Simply put, there is a vocal movement that rejects the notion that public transit has or should have a place in our development, let alone a place of priority. And some politicians are responding to that movement.

Now, anti-transit forces in Virginia are also pursuing a similar veiled anti-transit ideology as they attempt to kill phase 2 of the Metro Rail extension to Dulles Airport.

The project is the largest expansion of Metro rail lines in the D.C. Metropolitan Area since Metro was built in the 1970s. Like the Hudson River tunnel in New Jersey, the Silver Line would move thousands of people a day by rail through one of the most congested areas in the United States. It would (and has already) created jobs and other economic benefits. The project is being managed by the Metropolitan Washington Airports Authority and is currently in Phase I, which extends the rail from East Falls Church through Tysons Corner.

Phase I has been an unqualified success. It is scheduled to be completed on time and it is on budget. The project also has an exemplary safety record—incredibly important for a project being performed as commuters zoom around nearby and underneath. Because the first phase was so successful, the Airports Authority decided to largely replicate the model it is used on Phase I to implement Phase II of the rail extension.
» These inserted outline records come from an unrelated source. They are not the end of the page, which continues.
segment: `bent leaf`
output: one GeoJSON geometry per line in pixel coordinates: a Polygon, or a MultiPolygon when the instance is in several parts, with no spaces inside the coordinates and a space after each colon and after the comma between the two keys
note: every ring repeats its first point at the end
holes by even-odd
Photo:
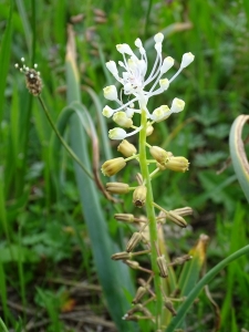
{"type": "Polygon", "coordinates": [[[242,129],[249,123],[249,115],[239,115],[232,123],[229,135],[231,162],[243,194],[249,201],[249,164],[242,141],[242,129]]]}

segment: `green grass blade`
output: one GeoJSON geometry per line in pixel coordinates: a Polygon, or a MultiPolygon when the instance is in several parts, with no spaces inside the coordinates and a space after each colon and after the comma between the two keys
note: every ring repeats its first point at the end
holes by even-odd
{"type": "Polygon", "coordinates": [[[29,49],[29,54],[31,54],[32,33],[31,33],[31,28],[30,28],[30,23],[29,23],[29,19],[28,19],[27,12],[25,12],[25,7],[23,4],[23,1],[17,0],[17,7],[18,7],[21,20],[22,20],[22,25],[24,29],[25,42],[27,42],[27,46],[29,49]]]}
{"type": "Polygon", "coordinates": [[[0,328],[2,329],[2,332],[8,332],[7,325],[3,323],[2,319],[0,318],[0,328]]]}
{"type": "MultiPolygon", "coordinates": [[[[68,102],[80,102],[79,74],[75,64],[74,40],[71,33],[66,53],[66,81],[68,102]]],[[[90,170],[91,162],[87,154],[87,136],[76,114],[72,115],[70,132],[73,151],[90,170]]],[[[124,290],[133,292],[128,269],[123,263],[116,263],[111,260],[111,255],[118,249],[108,235],[95,184],[76,164],[74,166],[83,214],[92,242],[93,257],[110,313],[118,326],[118,331],[134,331],[133,324],[122,320],[128,308],[124,290]]]]}
{"type": "Polygon", "coordinates": [[[6,82],[7,75],[9,72],[9,63],[10,63],[10,55],[11,55],[11,37],[12,37],[12,11],[13,11],[13,1],[10,1],[10,11],[9,11],[9,19],[6,27],[6,31],[1,42],[0,49],[0,68],[1,68],[1,75],[0,75],[0,123],[3,116],[3,104],[4,104],[4,91],[6,91],[6,82]]]}
{"type": "Polygon", "coordinates": [[[241,189],[249,201],[249,164],[245,152],[245,143],[242,141],[242,129],[247,122],[249,122],[249,115],[239,115],[235,120],[230,129],[229,146],[235,173],[241,189]]]}
{"type": "Polygon", "coordinates": [[[208,284],[215,278],[215,276],[218,274],[230,262],[240,258],[243,255],[249,255],[249,245],[234,252],[232,255],[228,256],[226,259],[219,262],[215,268],[212,268],[207,274],[205,274],[205,277],[194,287],[191,292],[188,294],[187,299],[180,305],[179,310],[177,311],[177,315],[168,324],[165,332],[174,332],[175,329],[179,326],[179,324],[184,320],[187,311],[189,310],[189,308],[191,307],[191,304],[194,303],[195,299],[198,297],[203,288],[206,284],[208,284]]]}

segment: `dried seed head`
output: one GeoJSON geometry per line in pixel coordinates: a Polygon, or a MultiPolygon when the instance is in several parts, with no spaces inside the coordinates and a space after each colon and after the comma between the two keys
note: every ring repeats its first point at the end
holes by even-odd
{"type": "Polygon", "coordinates": [[[135,221],[134,216],[131,215],[131,214],[115,214],[114,218],[118,221],[124,221],[124,222],[127,222],[127,224],[132,224],[132,222],[135,221]]]}
{"type": "Polygon", "coordinates": [[[106,190],[112,194],[127,194],[129,186],[123,183],[107,183],[106,190]]]}
{"type": "Polygon", "coordinates": [[[146,200],[147,188],[145,186],[138,186],[133,193],[133,204],[141,208],[146,200]]]}
{"type": "Polygon", "coordinates": [[[172,315],[177,314],[175,308],[173,307],[172,301],[168,298],[164,298],[164,305],[165,305],[165,308],[167,308],[168,311],[172,312],[172,315]]]}
{"type": "Polygon", "coordinates": [[[164,255],[157,257],[156,262],[159,268],[159,276],[162,278],[167,278],[168,277],[168,268],[167,268],[167,263],[166,263],[166,259],[165,259],[164,255]]]}
{"type": "Polygon", "coordinates": [[[142,240],[142,234],[138,231],[134,232],[126,246],[126,251],[127,252],[133,251],[133,249],[139,243],[141,240],[142,240]]]}
{"type": "Polygon", "coordinates": [[[141,301],[141,299],[146,294],[147,289],[145,287],[138,287],[137,291],[136,291],[136,295],[133,299],[132,303],[136,304],[141,301]]]}
{"type": "Polygon", "coordinates": [[[132,157],[137,153],[136,147],[126,139],[123,139],[117,146],[117,151],[126,158],[132,157]]]}
{"type": "Polygon", "coordinates": [[[101,170],[104,174],[104,176],[113,176],[117,172],[120,172],[122,168],[124,168],[125,165],[126,165],[126,162],[123,157],[114,158],[114,159],[106,160],[102,165],[101,170]]]}
{"type": "MultiPolygon", "coordinates": [[[[24,62],[24,58],[22,58],[21,61],[24,62]]],[[[30,69],[25,64],[20,68],[18,63],[15,63],[14,66],[25,75],[25,86],[29,92],[34,96],[40,95],[42,91],[42,80],[40,72],[35,70],[38,68],[37,63],[33,69],[30,69]]]]}

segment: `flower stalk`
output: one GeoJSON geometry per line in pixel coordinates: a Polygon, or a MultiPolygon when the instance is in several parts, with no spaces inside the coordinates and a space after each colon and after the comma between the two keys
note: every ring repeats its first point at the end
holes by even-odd
{"type": "Polygon", "coordinates": [[[142,131],[139,133],[139,165],[141,165],[141,173],[144,178],[144,181],[146,183],[147,187],[147,196],[146,196],[146,215],[149,220],[148,228],[149,228],[149,239],[151,239],[151,261],[152,261],[152,269],[155,271],[154,276],[154,286],[155,286],[155,293],[157,294],[156,299],[156,325],[159,328],[159,318],[162,314],[163,309],[163,297],[160,292],[162,288],[162,280],[158,272],[157,267],[157,250],[156,245],[158,243],[158,237],[157,237],[157,227],[156,227],[156,216],[155,216],[155,209],[153,206],[153,188],[151,183],[151,176],[148,172],[147,166],[147,158],[146,158],[146,112],[142,110],[142,116],[141,116],[141,125],[142,131]]]}
{"type": "Polygon", "coordinates": [[[162,33],[157,33],[154,40],[156,60],[148,75],[148,60],[139,39],[135,41],[135,45],[141,54],[139,58],[135,55],[129,45],[116,45],[117,51],[123,55],[123,61],[118,62],[122,73],[118,72],[114,61],[106,63],[106,68],[115,80],[123,85],[123,95],[118,94],[115,85],[104,87],[105,98],[116,102],[117,108],[114,110],[105,105],[102,113],[107,118],[112,117],[115,124],[120,126],[110,129],[108,137],[122,141],[117,151],[126,158],[117,157],[105,162],[102,165],[102,172],[105,176],[112,176],[126,167],[127,163],[138,163],[137,187],[134,188],[128,184],[122,183],[107,184],[107,189],[114,194],[131,195],[129,191],[133,190],[135,209],[139,208],[142,211],[146,211],[146,216],[141,217],[125,212],[115,215],[116,220],[129,224],[131,229],[134,227],[134,231],[126,243],[126,250],[114,253],[112,259],[123,260],[129,268],[149,273],[147,282],[139,282],[142,286],[138,287],[132,301],[135,305],[126,312],[123,319],[131,321],[151,320],[154,323],[155,331],[163,331],[162,329],[167,324],[167,313],[172,315],[177,314],[172,303],[170,293],[162,291],[166,284],[163,280],[169,278],[174,266],[184,264],[188,257],[180,257],[174,263],[170,263],[168,255],[166,252],[160,253],[162,230],[168,219],[181,228],[186,227],[187,224],[183,216],[189,215],[191,209],[186,207],[167,211],[162,208],[154,201],[152,180],[155,175],[160,175],[164,172],[184,173],[188,170],[189,163],[183,156],[174,156],[172,152],[166,152],[159,146],[151,146],[147,143],[147,137],[154,133],[154,125],[167,120],[173,113],[181,112],[185,107],[185,102],[175,97],[170,107],[162,105],[152,112],[147,108],[147,103],[151,97],[167,91],[170,83],[183,69],[194,61],[194,55],[185,53],[178,71],[172,79],[164,77],[167,71],[173,68],[174,59],[170,56],[163,59],[162,43],[164,35],[162,33]],[[149,89],[146,90],[148,84],[149,89]],[[138,127],[133,124],[134,113],[141,115],[138,127]],[[138,148],[125,139],[135,134],[139,135],[138,148]],[[154,169],[151,170],[153,166],[154,169]],[[156,215],[155,208],[159,209],[158,215],[156,215]],[[145,248],[145,250],[141,250],[139,247],[145,248]],[[138,261],[133,260],[135,256],[139,256],[138,252],[147,252],[149,255],[148,264],[151,269],[147,268],[147,264],[143,267],[138,261]],[[148,298],[148,295],[151,297],[148,298]],[[146,308],[151,301],[155,303],[152,312],[146,308]]]}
It voted to approve a bidding process and Governor McDonnell gave his blessing to that process.

Then anti-transit forces stepped in and Governor McDonnell changed his mind, threatening to withhold funding unless the Airports Authority changed the requirement that the biggest contractors on Phase II use the same union hiring halls that were used to staff Phase I—i.e., the same workforce that is successfully completing Phase I.

To avoid a fight, the Airports Authority was flexible and it changed the bidding to accommodate Governor McDonnell’s request, implementing a system that would give bidders using the same hiring halls from Phase I extra points in the competition for the contract but not requiring their use.

Apparently this hasn’t appeased Governor McDonnell’s anti-transit donors because the Governor is now threatening to kill the project unless the preference system is dropped entirely.

Anti-transit forces in Virginia have now created a full-blown crisis on account of their ideological opposition to using union labor on any project—another dangerous ideological position designed to destroy key progressive constituencies. Headlines now scream that Phase II of the project is “in doubt.”

Transit advocates should be wary of the stated ideological reasons given for killing these projects because they veil another ideology that fundamentally opposes the expansion of public transit.

The Virginia and New Jersey cases—not to mention House Republican’s continuing efforts to kill high-speed rail in the U.S. Congress—provide evidence of such an ideological anti-transit war. Instead of seeking practical solutions to improve public transit in neglected or over-trafficked areas, anti-transit politicians have sought to kill rail projects on other questionable grounds. And they have done so even where those projects have minimal costs and maximum benefits for the regions in which they operate.

Anti-transit ideologues veil their opposition to transit projects with other ideological memes that incite their base—in Virginia it’s union boogey men, in New Jersey it’s misstatements about “debt” and “overspending.” These ideological memes are as dangerous to progressive values as the anti-transit ideologies they mask.

But make no mistake, if the anti-transit ideologues had any predisposition to implement real transit solutions, they would cast aside those ideological battles in favor of the compromises and heavy subsidies they have been offered to move the transit projects forward.

Their absolute refusal to do so in favor of other pet ideological battles—“hostage-taking” as Pearlstein calls it—indicates a broader ideological opposition to the transit projects themselves. If robust public transit is to become a priority in this region (and everywhere), transit advocates and their allies must expose and defeat these ideologies.

John Durkalski lives in Columbia Heights and is an attorney at Butsavage & Associates, PC. He represents unions, including those working in retail, construction, government, and public transit, and progressive groups working for a more just and livable world.